Selon les requérants, le renvoi à un décret pour préciser les conditions d'exécution des arrêts est inconstitutionnel car il s'agit là d'atteintes relevant du domaine de la loi. En agissant ainsi le législateur a méconnu l'étendue de sa compétence « dans des conditions portant atteinte au principe de sauvegarde de la dignité de la personne ». Il y a également une atteinte à la liberté d'aller et de venir et à la liberté individuelle.

La décision du Conseil constitutionnel :

Dans une décision du 27février 2015, le Conseil constitutionnel déclare conforme à la Constitution le e) du 1° de l'article L. 4137-2 du code de la défense.

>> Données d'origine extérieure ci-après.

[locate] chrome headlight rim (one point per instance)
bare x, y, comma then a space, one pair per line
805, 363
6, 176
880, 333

Selon l'article 34 de la Constitution, la loi fixe les règles concernant les garanties fondamentales et cela concerne également celles accordées aux militaires. Le Conseil constitutionnel rappelle que les militaires bénéficient des droits et libertés constitutionnellement garantis mais il rappelle également que ces droits et libertés s’exercent « dans les limites inhérentes aux obligations particulières attachées à l'état militaire ».

Il existe notamment un principe de « nécessaire libre disposition de la force armée ». Il résulte de ce principe que l'exercice par les militaires de certains droits et libertés reconnus aux citoyens soit interdit ou restreint.

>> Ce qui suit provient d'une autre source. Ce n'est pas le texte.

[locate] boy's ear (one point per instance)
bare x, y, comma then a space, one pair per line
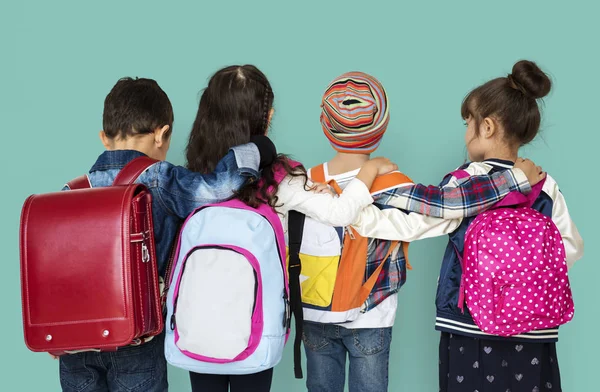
271, 113
106, 141
161, 135
489, 127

Cette particularité du statut de militaire ressort de divers textes. L'article L. 4111-1 ducode de la défense précise que :« L'état militaire exige en toute circonstance esprit de sacrifice, pouvant aller jusqu'au sacrifice suprême, discipline, disponibilité, loyalisme et neutralité ». A cela s'ajoute l'article L. 4121-1 de ce même code qui précise que : « Les militaires jouissent de tous les droits et libertés reconnus aux citoyens. Toutefois, l'exercice de certains d'entre eux est soit interdit, soit restreint dans les conditions fixées au présent livre ». L'article L. 4121-5 dispose que : « Les militaires peuvent être appelés à servir en tout temps et en tout lieu ».

Selon le Conseil Constitutionnel, les dispositions du e) du 1° de l'article L 4137-2 du Code de la défense dont il est saisi n'instituent pas une sanction disciplinaire entraînant une privation de liberté. Une fois que Cette constatation a été faite, il en tire la conséquence logique : le grief tiré de ce que le législateur aurait insuffisamment encadré les modalités d'exécution d'une sanction qui affecte la liberté individuelle est inopérant.

Le Conseil Constitutionnel précise également que l'article L. 311-13du code de justice militaire pose une limite de soixante jours à la durée maximale de la sanction des arrêts et que l'article L. 4137-1du code de la défense institue des garanties procédurales lors d'une procédure de sanction. L'intéressé a ainsi droit «  la communication de son dossier individuel, à l'information par son administration de ce droit, à la préparation et à la présentation de sa défense »

En prévoyant au e) du 1° de l'article L. 4137-2 du code de la défense la sanction des arrêts sans en définir plus précisément les modalités d'application et compte tenu « des obligations particulières attachées à l'état militaire et des restrictions à l'exercice de la liberté d'aller et de venir qui en résultent », le législateur n'a pas méconnu l'étendue de sa compétence.

Le Conseil constitutionnel déclare donc les dispositions contestées conformes à la Constitution car elles ne sont contraires à aucun autre droit ou liberté que la Constitution garantit.